Businesses looking to enter the Iranian market following the lifting of a nuclear-related international embargo in January 2016 need to tread cautiously. Aside from a raft of political and regulatory obstacles in Iran, some western sanctions remain in place, posing a number of challenges.
The Obama administration is keen to ensure that the removal of international sanctions results in a meaningful engagement with Iran. The remaining US sanctions, linked to Tehran's sponsorship of terrorism and ballistic missile programme, only apply to American companies and citizens. But the definition of the former is vague and open to interpretation. For instance, it is not clear whether non-US entities with American subsidiaries and shareholders, dollar accounts, or even those that use American equipment, will also be subject to the embargo.

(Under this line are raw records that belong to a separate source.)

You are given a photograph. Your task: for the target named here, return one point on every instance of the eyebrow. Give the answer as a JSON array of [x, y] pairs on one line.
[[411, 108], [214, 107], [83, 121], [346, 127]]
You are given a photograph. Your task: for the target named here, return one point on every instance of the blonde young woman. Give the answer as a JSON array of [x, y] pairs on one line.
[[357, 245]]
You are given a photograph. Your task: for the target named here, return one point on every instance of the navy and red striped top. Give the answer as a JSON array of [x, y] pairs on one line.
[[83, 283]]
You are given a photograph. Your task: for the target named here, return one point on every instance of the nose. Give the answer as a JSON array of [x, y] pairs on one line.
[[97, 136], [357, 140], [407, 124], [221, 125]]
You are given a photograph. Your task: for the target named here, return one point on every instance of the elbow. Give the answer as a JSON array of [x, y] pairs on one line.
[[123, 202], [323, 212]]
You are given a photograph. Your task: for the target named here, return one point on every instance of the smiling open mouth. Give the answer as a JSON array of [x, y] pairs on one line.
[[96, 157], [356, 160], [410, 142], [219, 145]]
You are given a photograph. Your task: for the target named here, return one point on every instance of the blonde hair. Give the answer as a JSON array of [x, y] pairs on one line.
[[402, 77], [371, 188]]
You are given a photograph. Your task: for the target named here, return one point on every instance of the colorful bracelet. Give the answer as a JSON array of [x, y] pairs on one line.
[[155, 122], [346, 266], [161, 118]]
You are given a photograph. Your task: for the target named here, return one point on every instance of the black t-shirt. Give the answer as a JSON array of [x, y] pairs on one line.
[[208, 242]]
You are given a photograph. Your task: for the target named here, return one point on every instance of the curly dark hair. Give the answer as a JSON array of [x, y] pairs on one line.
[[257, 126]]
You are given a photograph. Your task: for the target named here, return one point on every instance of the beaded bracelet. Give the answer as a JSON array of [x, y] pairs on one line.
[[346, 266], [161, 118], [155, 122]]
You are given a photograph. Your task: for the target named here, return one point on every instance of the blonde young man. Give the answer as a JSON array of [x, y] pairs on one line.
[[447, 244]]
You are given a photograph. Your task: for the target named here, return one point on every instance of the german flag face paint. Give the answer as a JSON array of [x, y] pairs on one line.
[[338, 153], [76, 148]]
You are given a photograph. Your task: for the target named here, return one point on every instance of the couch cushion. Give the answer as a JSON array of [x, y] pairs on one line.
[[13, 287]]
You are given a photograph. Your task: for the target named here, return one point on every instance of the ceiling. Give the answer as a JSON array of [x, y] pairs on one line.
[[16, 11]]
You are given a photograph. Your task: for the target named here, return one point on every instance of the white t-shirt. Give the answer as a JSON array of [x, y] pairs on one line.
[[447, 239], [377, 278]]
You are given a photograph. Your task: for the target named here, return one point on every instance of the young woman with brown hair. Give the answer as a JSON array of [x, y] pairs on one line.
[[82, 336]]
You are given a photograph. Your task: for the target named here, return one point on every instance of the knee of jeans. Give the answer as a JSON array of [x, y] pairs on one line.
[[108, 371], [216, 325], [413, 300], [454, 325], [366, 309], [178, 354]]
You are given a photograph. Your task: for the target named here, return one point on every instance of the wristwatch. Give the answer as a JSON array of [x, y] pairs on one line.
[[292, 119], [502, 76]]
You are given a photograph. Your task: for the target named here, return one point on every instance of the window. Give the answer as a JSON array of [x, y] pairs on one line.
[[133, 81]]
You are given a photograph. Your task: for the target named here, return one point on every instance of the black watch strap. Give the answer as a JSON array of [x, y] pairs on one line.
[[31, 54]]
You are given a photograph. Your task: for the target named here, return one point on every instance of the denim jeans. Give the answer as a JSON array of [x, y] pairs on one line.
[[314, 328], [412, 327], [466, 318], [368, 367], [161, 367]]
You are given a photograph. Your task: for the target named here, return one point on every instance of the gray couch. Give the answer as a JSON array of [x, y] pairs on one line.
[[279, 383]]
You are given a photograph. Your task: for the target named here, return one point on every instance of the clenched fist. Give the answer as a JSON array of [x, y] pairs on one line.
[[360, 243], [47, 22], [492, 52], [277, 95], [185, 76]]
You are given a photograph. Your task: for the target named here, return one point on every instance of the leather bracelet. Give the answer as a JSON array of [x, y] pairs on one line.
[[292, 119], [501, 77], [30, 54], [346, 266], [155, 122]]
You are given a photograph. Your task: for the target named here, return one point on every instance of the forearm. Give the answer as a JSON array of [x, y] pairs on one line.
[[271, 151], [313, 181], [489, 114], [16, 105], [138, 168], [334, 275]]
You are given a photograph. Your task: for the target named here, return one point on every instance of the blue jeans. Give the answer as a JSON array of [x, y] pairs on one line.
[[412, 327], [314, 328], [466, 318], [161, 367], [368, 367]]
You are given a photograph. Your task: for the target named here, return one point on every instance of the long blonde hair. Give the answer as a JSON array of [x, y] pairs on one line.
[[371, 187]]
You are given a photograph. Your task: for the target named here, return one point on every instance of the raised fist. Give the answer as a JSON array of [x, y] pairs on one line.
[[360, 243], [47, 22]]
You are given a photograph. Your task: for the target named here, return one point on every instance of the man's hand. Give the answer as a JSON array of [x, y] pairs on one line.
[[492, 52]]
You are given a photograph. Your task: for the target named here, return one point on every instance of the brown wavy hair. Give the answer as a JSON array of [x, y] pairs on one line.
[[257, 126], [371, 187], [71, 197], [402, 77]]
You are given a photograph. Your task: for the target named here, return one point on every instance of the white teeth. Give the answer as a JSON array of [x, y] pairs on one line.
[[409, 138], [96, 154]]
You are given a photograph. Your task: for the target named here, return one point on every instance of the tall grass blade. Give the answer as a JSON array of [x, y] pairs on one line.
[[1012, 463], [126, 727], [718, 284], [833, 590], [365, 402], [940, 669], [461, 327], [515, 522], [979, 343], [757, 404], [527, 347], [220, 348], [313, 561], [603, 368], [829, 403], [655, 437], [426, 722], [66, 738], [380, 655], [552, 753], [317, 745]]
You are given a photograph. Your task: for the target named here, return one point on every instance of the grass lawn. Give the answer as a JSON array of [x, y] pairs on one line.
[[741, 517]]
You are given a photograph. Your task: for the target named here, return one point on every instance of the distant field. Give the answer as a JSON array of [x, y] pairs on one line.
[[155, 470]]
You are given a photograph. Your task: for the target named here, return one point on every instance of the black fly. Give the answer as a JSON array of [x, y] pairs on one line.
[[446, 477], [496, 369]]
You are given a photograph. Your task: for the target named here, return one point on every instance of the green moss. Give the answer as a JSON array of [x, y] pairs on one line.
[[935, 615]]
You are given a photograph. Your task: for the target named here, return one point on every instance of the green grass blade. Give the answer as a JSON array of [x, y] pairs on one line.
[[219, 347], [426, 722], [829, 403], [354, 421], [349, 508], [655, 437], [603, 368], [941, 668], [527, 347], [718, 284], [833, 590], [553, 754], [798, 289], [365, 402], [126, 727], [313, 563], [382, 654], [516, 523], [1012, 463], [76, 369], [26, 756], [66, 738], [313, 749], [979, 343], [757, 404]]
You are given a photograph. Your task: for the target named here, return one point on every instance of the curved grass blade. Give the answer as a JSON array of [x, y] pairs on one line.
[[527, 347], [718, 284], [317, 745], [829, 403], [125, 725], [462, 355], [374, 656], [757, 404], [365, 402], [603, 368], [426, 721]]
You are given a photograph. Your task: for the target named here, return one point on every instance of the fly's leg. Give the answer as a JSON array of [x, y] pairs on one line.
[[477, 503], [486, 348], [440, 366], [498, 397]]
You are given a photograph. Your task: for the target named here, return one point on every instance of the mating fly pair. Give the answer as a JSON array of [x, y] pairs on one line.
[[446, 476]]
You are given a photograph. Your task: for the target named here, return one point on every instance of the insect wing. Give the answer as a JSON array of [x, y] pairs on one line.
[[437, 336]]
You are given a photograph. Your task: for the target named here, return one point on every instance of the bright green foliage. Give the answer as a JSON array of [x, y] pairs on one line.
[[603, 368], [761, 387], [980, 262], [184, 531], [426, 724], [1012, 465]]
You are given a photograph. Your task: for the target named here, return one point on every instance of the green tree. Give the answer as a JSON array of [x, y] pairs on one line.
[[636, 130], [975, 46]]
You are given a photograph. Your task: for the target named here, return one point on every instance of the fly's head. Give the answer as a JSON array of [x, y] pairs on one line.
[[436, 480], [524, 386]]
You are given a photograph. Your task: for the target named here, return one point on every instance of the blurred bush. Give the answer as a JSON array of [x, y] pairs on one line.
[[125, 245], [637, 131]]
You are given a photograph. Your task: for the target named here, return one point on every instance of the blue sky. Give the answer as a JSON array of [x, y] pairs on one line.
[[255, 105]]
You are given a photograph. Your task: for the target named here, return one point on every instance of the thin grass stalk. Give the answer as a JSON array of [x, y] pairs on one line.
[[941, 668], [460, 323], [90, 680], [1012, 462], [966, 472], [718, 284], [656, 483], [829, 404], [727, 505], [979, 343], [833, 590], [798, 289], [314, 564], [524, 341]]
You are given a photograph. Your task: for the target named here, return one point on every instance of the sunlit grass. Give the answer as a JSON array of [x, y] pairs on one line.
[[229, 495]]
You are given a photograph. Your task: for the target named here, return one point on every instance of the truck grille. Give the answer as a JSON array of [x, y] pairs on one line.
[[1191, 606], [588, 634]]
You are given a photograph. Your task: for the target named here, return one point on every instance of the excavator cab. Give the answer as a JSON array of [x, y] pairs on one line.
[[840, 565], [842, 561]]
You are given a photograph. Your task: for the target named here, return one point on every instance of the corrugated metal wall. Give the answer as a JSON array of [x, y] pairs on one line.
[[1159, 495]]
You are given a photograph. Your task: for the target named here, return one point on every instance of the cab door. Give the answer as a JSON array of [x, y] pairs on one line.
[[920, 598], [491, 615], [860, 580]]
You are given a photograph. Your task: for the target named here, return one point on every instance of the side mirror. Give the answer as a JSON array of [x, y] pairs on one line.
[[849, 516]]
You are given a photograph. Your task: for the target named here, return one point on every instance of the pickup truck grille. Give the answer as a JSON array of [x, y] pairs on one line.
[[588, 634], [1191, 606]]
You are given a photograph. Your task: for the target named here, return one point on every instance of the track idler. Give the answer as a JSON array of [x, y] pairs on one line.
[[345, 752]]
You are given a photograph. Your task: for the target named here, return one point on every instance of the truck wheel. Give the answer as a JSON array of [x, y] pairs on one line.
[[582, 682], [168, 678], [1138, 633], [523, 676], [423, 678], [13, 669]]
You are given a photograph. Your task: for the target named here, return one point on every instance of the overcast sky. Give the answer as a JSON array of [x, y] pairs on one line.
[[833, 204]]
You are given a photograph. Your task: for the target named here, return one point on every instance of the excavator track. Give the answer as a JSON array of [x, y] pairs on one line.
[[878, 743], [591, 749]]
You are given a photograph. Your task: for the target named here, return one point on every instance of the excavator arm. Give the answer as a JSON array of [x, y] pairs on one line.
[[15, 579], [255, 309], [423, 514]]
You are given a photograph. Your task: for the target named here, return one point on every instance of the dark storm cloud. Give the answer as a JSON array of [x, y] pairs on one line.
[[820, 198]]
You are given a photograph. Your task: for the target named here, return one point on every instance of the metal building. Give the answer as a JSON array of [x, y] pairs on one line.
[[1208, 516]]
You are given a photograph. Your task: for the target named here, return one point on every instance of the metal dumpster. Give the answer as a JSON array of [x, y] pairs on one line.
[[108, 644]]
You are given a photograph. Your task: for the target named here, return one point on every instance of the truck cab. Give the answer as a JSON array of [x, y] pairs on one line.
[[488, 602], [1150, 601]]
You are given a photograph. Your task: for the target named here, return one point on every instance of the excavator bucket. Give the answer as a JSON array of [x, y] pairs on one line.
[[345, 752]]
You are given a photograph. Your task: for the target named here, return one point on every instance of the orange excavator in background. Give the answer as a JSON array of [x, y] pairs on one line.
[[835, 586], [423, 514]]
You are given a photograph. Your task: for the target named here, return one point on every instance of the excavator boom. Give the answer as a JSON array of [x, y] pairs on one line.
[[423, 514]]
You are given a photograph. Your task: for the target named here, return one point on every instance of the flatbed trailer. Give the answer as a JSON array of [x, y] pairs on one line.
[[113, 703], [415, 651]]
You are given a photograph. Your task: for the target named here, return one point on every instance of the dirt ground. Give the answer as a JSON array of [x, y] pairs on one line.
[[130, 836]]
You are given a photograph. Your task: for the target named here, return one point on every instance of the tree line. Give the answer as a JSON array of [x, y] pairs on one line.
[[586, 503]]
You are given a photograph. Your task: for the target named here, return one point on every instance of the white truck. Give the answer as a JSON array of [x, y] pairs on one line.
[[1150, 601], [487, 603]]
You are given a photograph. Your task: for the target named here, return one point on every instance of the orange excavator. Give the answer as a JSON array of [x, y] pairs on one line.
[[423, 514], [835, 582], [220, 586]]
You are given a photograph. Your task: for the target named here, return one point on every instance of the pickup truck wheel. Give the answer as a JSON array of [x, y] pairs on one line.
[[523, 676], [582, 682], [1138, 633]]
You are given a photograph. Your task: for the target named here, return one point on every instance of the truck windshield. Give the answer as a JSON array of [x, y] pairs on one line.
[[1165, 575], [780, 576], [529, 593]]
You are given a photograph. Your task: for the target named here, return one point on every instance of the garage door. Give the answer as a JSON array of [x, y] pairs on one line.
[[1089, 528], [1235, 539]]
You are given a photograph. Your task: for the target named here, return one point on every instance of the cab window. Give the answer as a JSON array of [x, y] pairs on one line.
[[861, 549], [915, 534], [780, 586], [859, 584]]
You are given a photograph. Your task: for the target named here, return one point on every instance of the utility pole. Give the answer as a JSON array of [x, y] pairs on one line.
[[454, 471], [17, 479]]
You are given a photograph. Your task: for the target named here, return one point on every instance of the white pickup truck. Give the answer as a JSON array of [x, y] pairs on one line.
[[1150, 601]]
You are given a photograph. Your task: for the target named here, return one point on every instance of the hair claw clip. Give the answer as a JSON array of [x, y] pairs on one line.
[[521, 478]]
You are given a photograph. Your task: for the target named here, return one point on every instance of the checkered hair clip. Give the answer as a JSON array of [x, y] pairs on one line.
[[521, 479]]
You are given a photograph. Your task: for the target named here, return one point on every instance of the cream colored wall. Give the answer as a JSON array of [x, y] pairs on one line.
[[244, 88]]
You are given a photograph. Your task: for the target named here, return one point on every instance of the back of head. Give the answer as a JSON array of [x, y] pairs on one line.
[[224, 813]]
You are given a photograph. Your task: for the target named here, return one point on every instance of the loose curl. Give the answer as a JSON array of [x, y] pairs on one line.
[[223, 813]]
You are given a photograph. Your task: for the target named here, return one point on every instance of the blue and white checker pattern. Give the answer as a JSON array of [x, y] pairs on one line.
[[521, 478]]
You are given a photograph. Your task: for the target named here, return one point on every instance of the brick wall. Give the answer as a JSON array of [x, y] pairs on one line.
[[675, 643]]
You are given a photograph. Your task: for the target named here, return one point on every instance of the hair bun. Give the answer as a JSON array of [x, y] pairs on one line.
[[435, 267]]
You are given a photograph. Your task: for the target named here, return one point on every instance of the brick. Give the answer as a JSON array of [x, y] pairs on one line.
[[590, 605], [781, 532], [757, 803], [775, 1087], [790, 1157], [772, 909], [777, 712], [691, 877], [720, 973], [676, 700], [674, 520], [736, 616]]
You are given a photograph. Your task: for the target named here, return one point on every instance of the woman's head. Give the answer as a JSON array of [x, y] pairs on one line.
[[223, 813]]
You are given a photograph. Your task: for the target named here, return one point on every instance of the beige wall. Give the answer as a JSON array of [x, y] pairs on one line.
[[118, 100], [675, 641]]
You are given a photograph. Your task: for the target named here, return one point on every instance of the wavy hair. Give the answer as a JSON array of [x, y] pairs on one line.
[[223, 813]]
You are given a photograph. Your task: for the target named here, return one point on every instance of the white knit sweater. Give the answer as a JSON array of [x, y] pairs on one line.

Added to this is an element of political risk stemming from the upcoming presidential election in the US, where contenders for the Republican Party nomination have expressed fierce objection to the nuclear deal agreed last July. Historical precedents suggest that it is highly unlikely that a new administration would renege on the deal altogether. But the ambiguity in the current sanctions regime allows for more expansive interpretations that could be used to obstruct the process down the road.
All of this worries western businesses, especially financial institutions. European banks with significant US exposure may be reluctant to enter the Iranian market out of concern that American sanctions apply to them. The Financial Times this week cited new research by the international law firm Clyde & Co on London-based insurers' views of engagement with Iran, with 85% of respondents saying that US sanctions "negatively impact their risk appetite for Iran-related business".
The price of breaching the US embargo can be considerable. In the largest sanctions-related settlements with the Department of Justice, in June 2014 BNP Paribas agreed to pay $8.97bn (£6.2bn, €8bn) for violating American sanctions against Iran, Sudan and Cuba. The bank's activities came under US jurisdiction because the relevant transactions were denominated in US dollars. In October 2015 another French bank, Crédit Agricole, concluded a substantial financial settlement relating to its processing of transactions on behalf of Iranian entities.
Given the risks involved, Chinese and Russian banks are likely to engage with Iran first, followed by smaller European banks with a higher risk appetite. They will test the US sanctions regime, clarify who it applies to, and establish precedents.
Potential investors and financial institutions will also have to ensure that the Iranian companies they wish to do business with are not connected to individuals or entities subject to residual western sanctions related to terrorism and human rights abuses. Many of these measures apply to members of the Iranian Revolutionary Guards Corps, IRGC, who have significant presence in many sectors of Iran's economy.
Establishing the beneficial ownership of companies is never easy in countries with poor records for business transparency, but it's particularly challenging when dealing with sanctioned entities. If they want to access international markets, Iranian companies owned or part-owned by sanctioned IRGC members are likely to find ways of concealing their involvement. Prospective investors will need to look well beyond their immediate business partners when conducting due diligence.
Companies which have done their due diligence but are still concerned that they may breach American sanctions could try to seek support from the State Department by demonstrating that the project they are pursuing serves US foreign policy goals. It will not give any investor immunity from future regulatory action, but it might provide enough reassurance for some companies to pursue their investments. After all, someone has got to take the plunge first.